Вероника Степановна теребила в руках носовой платок и все никак не решалась посмотреть в лицо сыну. Вот так, под старость лет, она должна оказаться в каком-то доме для престарелых, и это при живом сыне! Ах, если бы можно было повернуть время вспять, может быть, она тогда бы не стала так горячиться и не отказалась бы от присутствия в жизни своего сына его родного отца.
— Я не могу отказать тебе, — сказала Вероника спустя минуту после того, как прозвучал вопрос Бориса, — если откажусь, снова буду плохой. Я тоже устала жить в ссорах и ругани, и я тоже хочу спокойной жизни. По крайней мере, провести остаток дней там, где я не буду путаться под ногами.
Борис скривился:
— Вот снова ты перетягиваешь на себя одеяло. Вечно ты у нас хорошая, чуть ли не святая, а все вокруг враги! И отец был плохим, и Наташа, и сосед-милиционер, который предложил, чтобы я учился в школе милиции. Я так хотел этого, а ты не дала мне возможности сделать выбор.
— Ты тоже сейчас не оставляешь мне выбора, — отозвалась Вероника Степановна, — только разница состоит в том, что у тебя вся жизнь впереди, и ты еще можешь что-то изменить, а я уже ничего не могу поделать. Даже сопротивляться не могу, ни морально, ни физически.
Борис кивнул:
— Вот и решили. Я нашел неплохой вариант пансионата. Находится в черте города, в экологически чистом районе, там у каждого проживающего своя комната, трехразовое питание. Я буду оплачивать твое пребывание там, буду навещать, а тебе там не будет скучно и одиноко.
Вероника Степановна кивнула. Тут же в комнате откуда ни возьмись появилась Люба, лицо ее сияло, видимо, она слышала каждое слово, произнесенное мужем и свекровью.
— Наконец-то вы приняли верное решение, — довольным голосом произнесла Люба, — теперь все будут счастливы.
Вероника Степановна промолчала. Когда сын с невесткой вышли из ее комнаты, она приложила носовой платок к лицу: слезы непроизвольно текли по ее щекам, сил сопротивляться им не было. Хотелось просто лечь и умереть, чтобы не чувствовать себя больше такой одинокой и лишней.
Подготовка к переезду продлилась несколько дней.
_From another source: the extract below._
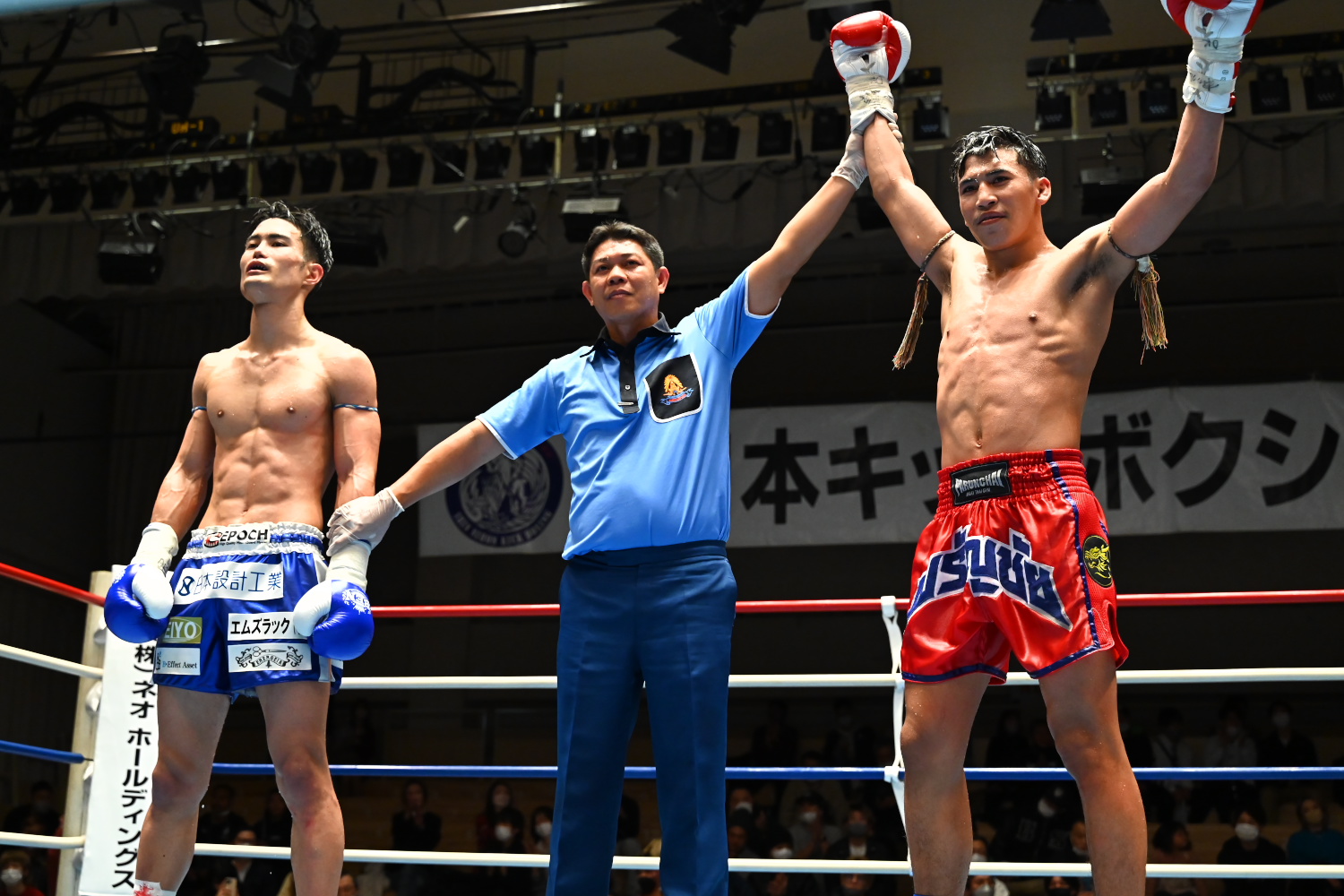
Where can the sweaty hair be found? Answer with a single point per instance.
(621, 230)
(988, 142)
(317, 245)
Борис с большим энтузиазмом занимался вопросом определения матери в платный пансионат для престарелых, каждый день рассказывал Веронике Степановне о том, в какое замечательное место она скоро попадет, как все они наконец заживут счастливой и беззаботной жизнью. Мать молча кивала, надеясь на то, что хотя бы сын будет и в самом деле счастлив, и пусть ценой его счастья будет жизнь матери в богом забытом месте.
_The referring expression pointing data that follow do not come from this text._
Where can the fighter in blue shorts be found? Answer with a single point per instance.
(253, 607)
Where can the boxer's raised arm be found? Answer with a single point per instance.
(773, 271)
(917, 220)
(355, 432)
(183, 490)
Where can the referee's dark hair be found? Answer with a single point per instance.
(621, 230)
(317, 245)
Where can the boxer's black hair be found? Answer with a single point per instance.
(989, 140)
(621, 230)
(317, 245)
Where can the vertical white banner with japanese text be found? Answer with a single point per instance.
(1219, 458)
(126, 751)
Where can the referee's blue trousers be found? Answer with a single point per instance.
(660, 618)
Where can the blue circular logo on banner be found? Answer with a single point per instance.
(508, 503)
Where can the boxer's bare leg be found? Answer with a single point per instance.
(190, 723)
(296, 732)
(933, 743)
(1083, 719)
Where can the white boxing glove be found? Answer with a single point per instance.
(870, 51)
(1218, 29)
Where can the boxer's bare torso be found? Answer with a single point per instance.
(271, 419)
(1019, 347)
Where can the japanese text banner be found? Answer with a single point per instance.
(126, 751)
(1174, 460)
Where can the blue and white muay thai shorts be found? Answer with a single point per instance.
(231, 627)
Ложась каждый вечер спать, Вероника Степановна представляла себе свое будущее: маленькую комнатку-клетушку, злых медсестер, неуважительно относящихся к постояльцам, стариков, умирающих каждый день или обсуждающих свою смерть, запах болезней и лекарств, невозможность увидеться с сыном… Все это казалось кошмаром наяву, который вот-вот накроет несчастную женщину с головой.
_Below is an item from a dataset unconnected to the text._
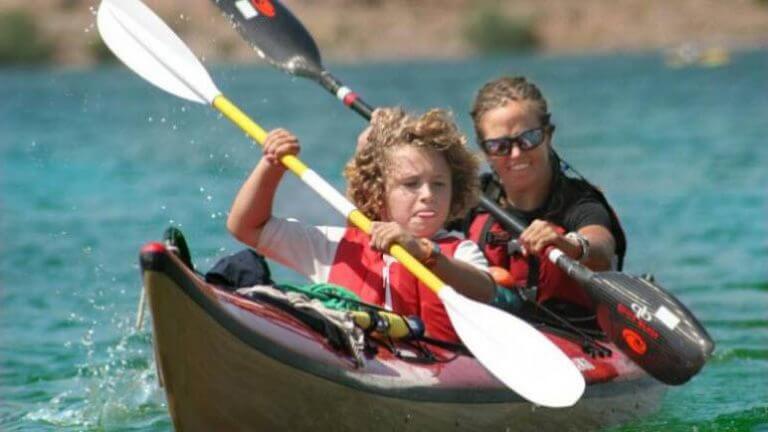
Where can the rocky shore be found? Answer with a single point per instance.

— Вещи собрала, мам? — спросил Борис за день до отъезда, и Вероника Степановна поняла, что пути назад точно не будет. Если до этого внутри у нее еще теплилась надежда на то, что сын передумает, проявит жалость и решит оставить мать рядом, то теперь эти надежды растворились как шипучая таблетка в стакане воды.
— Собрала, — ответила Вероника, — а что, там много надо? Ты, если что, привезешь мне все необходимое?
Борис уверенно кивнул:
— Конечно! Ты звони мне, пиши, говори, что тебе нужно. Я все тебе доставлю в лучшем виде. Если вдруг обижать тебя будут – ты тоже сразу же мне сообщай, я все порешаю.
Уезжая из своего дома, Вероника Степановна осматривала каждую комнату так, как будто прощалась с местом, в котором провела большую часть своей жизни. Сюда она приехала с пятилетним Борей, тут он рос, становился мужчиной, здесь же когда-то была счастлива сама Вероника. Ее счастье было тихим и спокойным – достаточно было того, что ее ребенок был рядом, и что с ним все было хорошо, когда в мире творились всякие ужасы.
Люба не провожала свекровь, она ушла на маникюр, ни слова не сказав на прощание Веронике. Пожилая женщина другого и не ожидала, даже радовалась тому, что не видела на лице своей невестки довольной усмешки.
Подъезжая к зданию пансионата, сердце Вероники Степановны сжималось от боли и горечи. Вот он – трехэтажный светлый дом, в котором ей, возможно, придется доживать остаток своих дней. Конечно, Борис обещал приезжать, навещать ее, возможно, он даже когда-нибудь ее заберет обратно, но сейчас Веронике Степановне нужно было приготовиться к длительному и мучительному одиночеству.
Как ни странно, встретили ее достаточно доброжелательно. Проводили в комнату, окно из которой выходило на сад. Там, внизу, по узким тропинкам прогуливались такие же старики, как и сама Вероника: кто-то парочками, кто-то по одному, а где-то виднелись группки одиноких людей, собравшихся для того, чтобы обсудить какие-то общие темы.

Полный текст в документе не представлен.